Il est intéressant de souligner qu'on fait mention de la norme de la décision correcte et qu'on reconnaît d'autre part l'expérience et les connaissances particulières du fonctionnaire saisi d'un litige en matière de marques de commerce.

[24]      En d'autres termes, pour apprécier la condition de résidence que doit remplir un demandeur de citoyenneté, le risque de persécution contre la personne d'un réfugié ou la probabilité de confusion entre des marques de commerce, le décideur doit déterminer " si les faits satisfont au critère juridique "32. Il s'agit d'une question de fait et de droit. Dans l'arrêt Southam Inc., le juge Iacobucci a, après avoir qualifié le problème de question de fait et de droit, appliqué la norme de la décision raisonnable simpliciter ou, en d'autres termes, " manifestement erronée " ou " déraisonnable "33. Il a également affirmé que l'expertise " [...] est le facteur le plus important qu'une cour doit examiner pour arrêter la norme de contrôle applicable "34.
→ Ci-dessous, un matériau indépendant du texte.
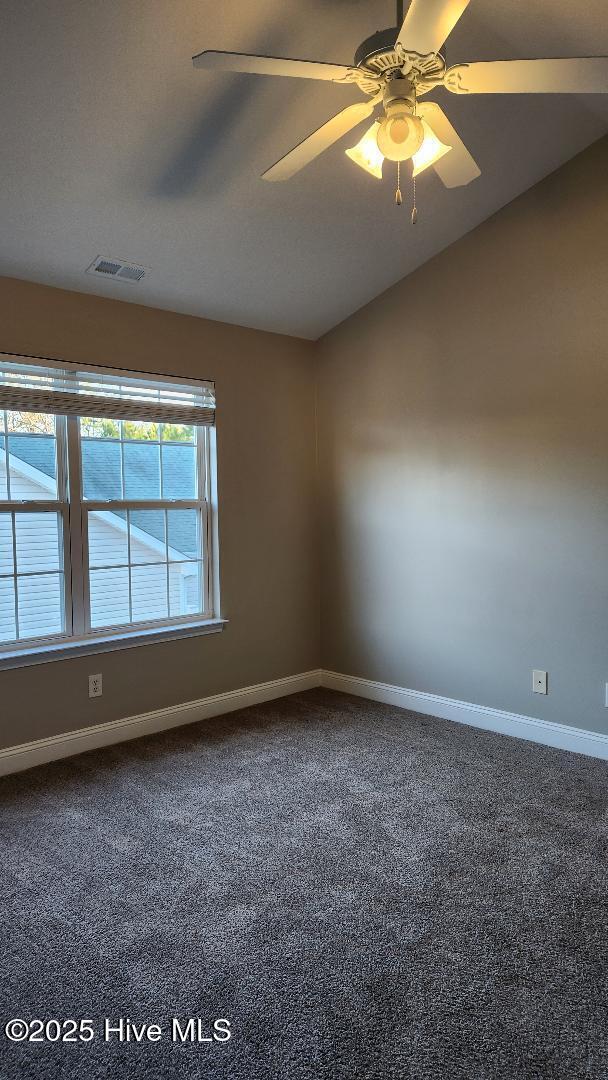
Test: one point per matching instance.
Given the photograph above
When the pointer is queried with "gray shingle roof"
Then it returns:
(102, 478)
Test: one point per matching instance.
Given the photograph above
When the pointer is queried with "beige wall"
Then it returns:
(462, 431)
(267, 518)
(463, 463)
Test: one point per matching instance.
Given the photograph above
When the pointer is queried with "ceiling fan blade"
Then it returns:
(320, 140)
(457, 167)
(429, 23)
(585, 75)
(274, 65)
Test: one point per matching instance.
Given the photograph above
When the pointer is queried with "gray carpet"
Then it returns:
(363, 892)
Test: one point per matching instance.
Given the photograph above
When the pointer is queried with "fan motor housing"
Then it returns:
(380, 42)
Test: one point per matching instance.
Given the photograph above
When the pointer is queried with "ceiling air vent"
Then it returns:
(121, 271)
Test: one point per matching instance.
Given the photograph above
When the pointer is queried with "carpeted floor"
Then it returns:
(363, 892)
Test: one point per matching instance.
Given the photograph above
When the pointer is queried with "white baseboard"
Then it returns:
(16, 758)
(561, 736)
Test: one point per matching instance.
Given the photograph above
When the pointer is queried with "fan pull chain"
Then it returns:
(414, 206)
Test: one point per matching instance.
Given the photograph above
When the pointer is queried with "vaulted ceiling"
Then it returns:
(113, 145)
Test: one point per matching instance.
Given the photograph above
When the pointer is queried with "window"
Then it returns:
(106, 503)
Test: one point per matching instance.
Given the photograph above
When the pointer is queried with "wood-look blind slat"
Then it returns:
(31, 386)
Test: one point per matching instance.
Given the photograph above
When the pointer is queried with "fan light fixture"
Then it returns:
(370, 158)
(395, 68)
(401, 133)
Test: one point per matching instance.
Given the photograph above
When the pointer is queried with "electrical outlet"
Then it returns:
(539, 682)
(95, 686)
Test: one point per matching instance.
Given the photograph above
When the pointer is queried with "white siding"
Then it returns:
(39, 549)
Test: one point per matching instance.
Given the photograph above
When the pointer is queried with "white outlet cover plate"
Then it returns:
(539, 682)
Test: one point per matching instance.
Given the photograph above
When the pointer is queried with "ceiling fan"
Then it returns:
(396, 68)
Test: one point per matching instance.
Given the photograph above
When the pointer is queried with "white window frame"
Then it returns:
(79, 636)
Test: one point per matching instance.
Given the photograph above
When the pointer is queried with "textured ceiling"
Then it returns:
(113, 145)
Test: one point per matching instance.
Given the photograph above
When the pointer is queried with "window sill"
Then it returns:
(108, 643)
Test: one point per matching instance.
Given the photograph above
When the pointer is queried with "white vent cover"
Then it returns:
(117, 269)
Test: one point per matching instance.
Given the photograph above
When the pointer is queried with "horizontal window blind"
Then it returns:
(29, 385)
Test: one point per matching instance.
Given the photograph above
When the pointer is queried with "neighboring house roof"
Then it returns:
(103, 472)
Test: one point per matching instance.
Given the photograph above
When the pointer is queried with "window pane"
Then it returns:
(184, 534)
(38, 542)
(177, 433)
(147, 536)
(100, 469)
(179, 471)
(185, 589)
(107, 538)
(148, 591)
(40, 605)
(109, 597)
(98, 428)
(3, 486)
(8, 631)
(32, 457)
(142, 471)
(5, 543)
(140, 430)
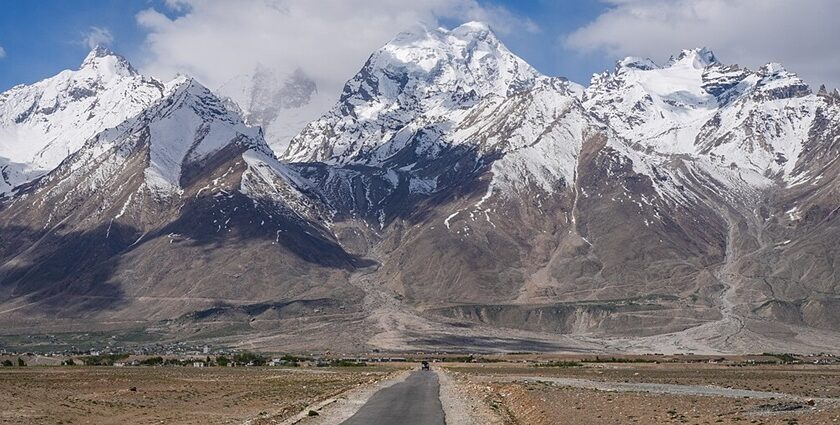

[25]      Si je comprends bien les commentaires que fait le juge Iacobucci dans l'arrêt Southam Inc., celui-ci reconnaît que la norme de contrôle peut changer : " Selon les facteurs en jeu dans un cas particulier, la norme peut se situer à un point donné entre celle de la décision correcte, soit la norme exigeant le moins de retenue, et celle du caractère manifestement déraisonnable, soit la norme en exigeant le plus35. " Pour conclure que la troisième norme devrait être celle de savoir si la décision du tribunal administratif est déraisonnable, il a fait la mise en garde suivante :

     [...] le décideur chargé du contrôle de la décision, et même un décideur appliquant la norme de la décision raisonnable simpliciter, sera souvent tenté de trouver un moyen d'intervenir dans les cas où il aurait lui-même tiré la conclusion contraire. Les cours d'appel doivent résister à cette tentation. Mon affirmation selon laquelle je ne serais peut-être pas arrivé à la même conclusion que le Tribunal ne devrait pas être considérée comme une invitation aux cours d'appel à intervenir dans les cas comme celui qui nous intéresse, mais plutôt comme une mise en garde contre pareille intervention et comme un appel à la retenue. La retenue judiciaire s'impose si l'on veut façonner un système de contrôle judiciaire cohérent, rationnel et, à mon sens, judicieux36.         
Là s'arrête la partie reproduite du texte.